Hi Phil,
Many thanks for your feedback. I see several points in your question:
+ the quantile function is defined over R and not only [0, 1], strange
+ quantile(0) should be equal to -inf and quantile(1) to inf for unbounded
distributions
+ the quantile function should be symmetric wrt 1/2 for symmetric distributions
+ the quantile function should be nondecreasing
+ the quantile function should be continuous for continuous distributions
If we adopt a pure mathematical point of view, for an unbounded distribution
such as the normal distribution, we would expect quantile(x)=NaN or an
exception to be thrown for x outside of [0,1], quantile(0)=-inf and
quantile(1)=inf. The point is that the quantile function is used by the
iso-probabilistic transformations, which are used in several meta-modeling
algorithms. If the quantile function is restricted to the range [0,1], for
example by throwing an exception, then each time the meta-model is evaluated
outside of the bounding box of the learning sample, an exception is thrown. For
many applications, a saturation (ie a projection on the bounding box of the
learning sample) of the input is much more adapted so the choice we made. It
answers the two first points.
Concerning the lack of symmetry between the lower tail and the upper tail, it
is due to the fact that floating point numbers are NOT symmetric wrt 1/2. You
have much more positive floating point numbers in the neighborhood of 0 than in
the neighborhood of 1, due to the denormalized numbers. The smallest positive
floating point number is SpecFunc.MinScalar=2.225e-308, while the gap between 1
and the largest floating point number less than 1 is
SpecFunc.ScalarPrecision=2.220e-16. In the case where things are done
carefully, eg by using the relation F^{-1}(G(x))=\bar{F}^'-1}(\bar{G}(x)) for x
large, where F,G are two CDFs, \bar{F}=1-F, \bar{G}=1-G, it allows to extend
the range of the isoprobabilistic transformations from about [-8.12, 8.12] to
[-37.5, 37.5] in the standard normal space.

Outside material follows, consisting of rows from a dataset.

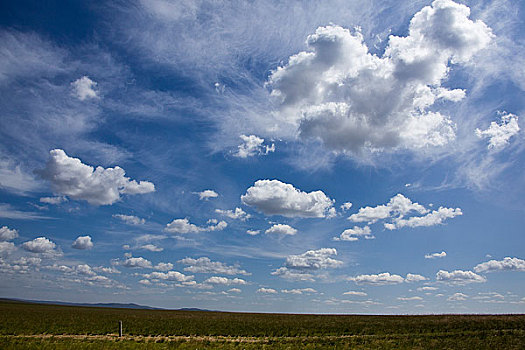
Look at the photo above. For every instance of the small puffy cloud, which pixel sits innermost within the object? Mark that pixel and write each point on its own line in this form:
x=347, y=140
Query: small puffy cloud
x=398, y=205
x=252, y=146
x=98, y=186
x=409, y=298
x=397, y=210
x=266, y=291
x=353, y=292
x=314, y=260
x=378, y=280
x=53, y=200
x=303, y=266
x=507, y=264
x=207, y=194
x=139, y=262
x=151, y=248
x=500, y=134
x=39, y=245
x=436, y=255
x=184, y=226
x=353, y=234
x=273, y=197
x=340, y=93
x=130, y=219
x=281, y=229
x=7, y=234
x=84, y=88
x=436, y=217
x=163, y=266
x=459, y=277
x=238, y=214
x=205, y=265
x=168, y=276
x=6, y=248
x=345, y=206
x=414, y=278
x=291, y=274
x=225, y=281
x=82, y=242
x=299, y=291
x=457, y=297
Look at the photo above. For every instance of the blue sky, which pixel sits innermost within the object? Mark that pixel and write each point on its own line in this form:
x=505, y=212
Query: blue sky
x=325, y=157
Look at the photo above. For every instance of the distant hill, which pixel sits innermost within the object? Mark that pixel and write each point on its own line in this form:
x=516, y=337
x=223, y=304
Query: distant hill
x=108, y=305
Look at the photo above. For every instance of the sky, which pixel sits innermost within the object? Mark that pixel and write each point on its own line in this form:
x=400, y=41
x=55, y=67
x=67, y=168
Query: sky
x=264, y=156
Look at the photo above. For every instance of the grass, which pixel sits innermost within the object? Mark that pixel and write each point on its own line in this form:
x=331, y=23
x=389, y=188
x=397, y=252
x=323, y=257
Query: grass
x=42, y=326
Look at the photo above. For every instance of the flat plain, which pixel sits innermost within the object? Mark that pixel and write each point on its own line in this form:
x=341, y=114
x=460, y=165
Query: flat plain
x=44, y=326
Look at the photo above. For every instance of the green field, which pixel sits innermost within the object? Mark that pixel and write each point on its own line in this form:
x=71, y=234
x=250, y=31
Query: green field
x=41, y=326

-> it was an historical decision, today it looks weird.
Concerning the last two points, there is definitely a bug in OpenTURNS. For
numerical reasons (mainly to be able to compute integrals using the
Gauss-Kronrod method), all the distributions have a range, which is the
bounding box of their mathematical support (ie the closure of the set where the
PDF is positive for absolutely continuous distributions, the set of points with
positive probability for discrete distributions). The range is stored as an
Interval object: the values of the bounds are used by the numerical methods,
and the flags tell the user if the distribution is actually bounded or not. If
the distribution is bounded, the value of the bound is the exact value,
otherwise it is an extreme quantile (epsilon and 1-epsilon with epsilon=1e-14
by default, see ResourceMap.GetAsScalar("Distribution-DefaultCDFEpsilon")).
At one point, I decided to use the range to provide a meaningful value for
quantile(0), quantile(1) and more generally quantile(q) for q outside of (0,1).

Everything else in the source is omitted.